📊 Full opportunity report: AMÁLIA · The Three Hard Questions. on ThorstenMeyerAI.com — validation score, market gap, and execution plan.
TL;DR
Portugal’s AMÁLIA, a €5.5 million European Portuguese language model, is now operational. However, experts question its openness, native data sufficiency, and optimization goals, highlighting broader issues in Europe’s sovereign LLM projects.
Portugal’s €5.5 million AMÁLIA language model is now operational, making it a significant milestone in Europe’s sovereign AI efforts. While the model outperforms previous open models on Portuguese benchmarks, experts are raising three critical questions about its openness, native-language data sufficiency, and strategic goals, which could influence future national AI projects across Europe.
AMÁLIA is a consortium project involving approximately 60 researchers from Portugal’s top academic institutions, launched by the government in December 2024. The model, based on a continuation of the EuroLLM multilingual foundation, was completed in September 2025 and is currently accessible through the FCT’s IAedu platform to 450,000 academic users. It handles text in Portuguese up to the end of 2023 and is expected to reach its final version by June 2026.
Technically, AMÁLIA was not trained from scratch but built as a continuation of an existing multilingual model, EuroLLM, with a focus on Portuguese data.

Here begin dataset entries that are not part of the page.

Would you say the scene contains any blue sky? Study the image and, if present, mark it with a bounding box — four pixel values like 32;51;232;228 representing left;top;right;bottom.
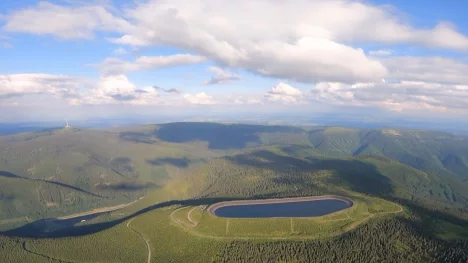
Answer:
0;0;468;127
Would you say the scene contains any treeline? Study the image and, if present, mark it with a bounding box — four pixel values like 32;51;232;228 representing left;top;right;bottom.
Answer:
213;218;468;263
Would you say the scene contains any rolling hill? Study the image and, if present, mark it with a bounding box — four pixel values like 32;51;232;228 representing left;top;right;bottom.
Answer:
0;123;468;262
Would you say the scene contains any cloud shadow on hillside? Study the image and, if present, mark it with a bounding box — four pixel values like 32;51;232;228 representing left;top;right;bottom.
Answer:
119;132;157;144
0;171;107;198
155;122;303;150
227;150;394;197
146;157;190;168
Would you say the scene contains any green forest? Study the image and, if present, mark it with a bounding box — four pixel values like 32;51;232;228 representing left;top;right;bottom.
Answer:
0;123;468;262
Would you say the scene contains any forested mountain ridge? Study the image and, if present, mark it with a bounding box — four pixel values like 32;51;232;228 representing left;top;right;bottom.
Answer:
0;123;468;262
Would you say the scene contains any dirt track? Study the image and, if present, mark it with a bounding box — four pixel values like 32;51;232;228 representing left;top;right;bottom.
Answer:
127;218;151;263
208;195;354;216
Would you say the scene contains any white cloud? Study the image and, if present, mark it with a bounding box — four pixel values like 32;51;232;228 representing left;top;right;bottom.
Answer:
205;67;241;85
0;74;85;99
3;2;131;39
381;57;468;85
184;92;215;105
99;54;205;75
265;83;303;104
70;75;165;105
369;49;393;57
113;47;130;55
108;0;468;83
311;81;468;112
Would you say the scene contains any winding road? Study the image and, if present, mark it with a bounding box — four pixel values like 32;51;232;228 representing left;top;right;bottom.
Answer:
127;218;151;263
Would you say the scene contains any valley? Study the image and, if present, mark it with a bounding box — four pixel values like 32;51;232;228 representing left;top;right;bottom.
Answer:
0;123;468;262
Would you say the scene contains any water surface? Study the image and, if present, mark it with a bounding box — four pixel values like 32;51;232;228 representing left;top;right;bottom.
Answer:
214;199;351;218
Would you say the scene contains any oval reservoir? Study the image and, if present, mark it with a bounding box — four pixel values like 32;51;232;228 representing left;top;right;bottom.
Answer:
210;197;353;218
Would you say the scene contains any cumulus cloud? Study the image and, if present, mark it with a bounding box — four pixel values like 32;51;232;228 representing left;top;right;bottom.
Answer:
205;67;241;85
153;86;181;94
70;75;164;105
381;57;468;85
3;2;131;39
108;0;468;83
311;81;468;112
0;74;85;99
99;54;205;75
369;49;393;57
184;92;215;105
265;83;303;104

It outperforms previous open models on Portuguese benchmarks and surpasses Qwen 3-8B on most tests, though it still trails Qwen on ALBA, its primary Portuguese benchmark. The training involved 107 billion tokens, with 5.8 billion from Portugal’s web archive, Arquivo.pt, representing about 5.5% of the total, and 17-18% of supervised fine-tuning data being Portuguese.
AMÁLIA
The three hard
questions.
Portugal spent €5.5M to build a European Portuguese LLM. The base version is operational, the benchmarks beat Qwen 3-8B on most pt-PT tasks. So why are the most important questions still unanswered?
Last month, Duarte O.Carmo published the sharpest public analysis of AMÁLIA — Portugal’s state-funded European Portuguese large language model. He prefaces his critique with the necessary diplomatic apparatus before doing what almost nobody else in the European-sovereign-LLM discourse has been willing to do publicly: asking hard questions about whether the work, as released, actually does what it set out to do. This piece is a structural extension of his analysis. The AMÁLIA case study exposes three hard questions every national LLM effort needs to answer publicly — and the broader European sovereign-LLM movement has been operating without explicit answers to any of them.
Three questions every national LLM effort needs to answer publicly.
Duarte O.Carmo’s framing maps cleanly onto the structural argument. Each question lands specifically in AMÁLIA — and the broader European sovereign-LLM movement has been operating without explicit answers to any of them.
The three questions form a structural feedback loop. Q3 (optimization target) determines Q2 (data volume needed) which conditions Q1 (openness sufficient for community contribution). The European sovereign-LLM movement collectively benefits from these questions becoming standard methodology disclosure, not exceptional critique.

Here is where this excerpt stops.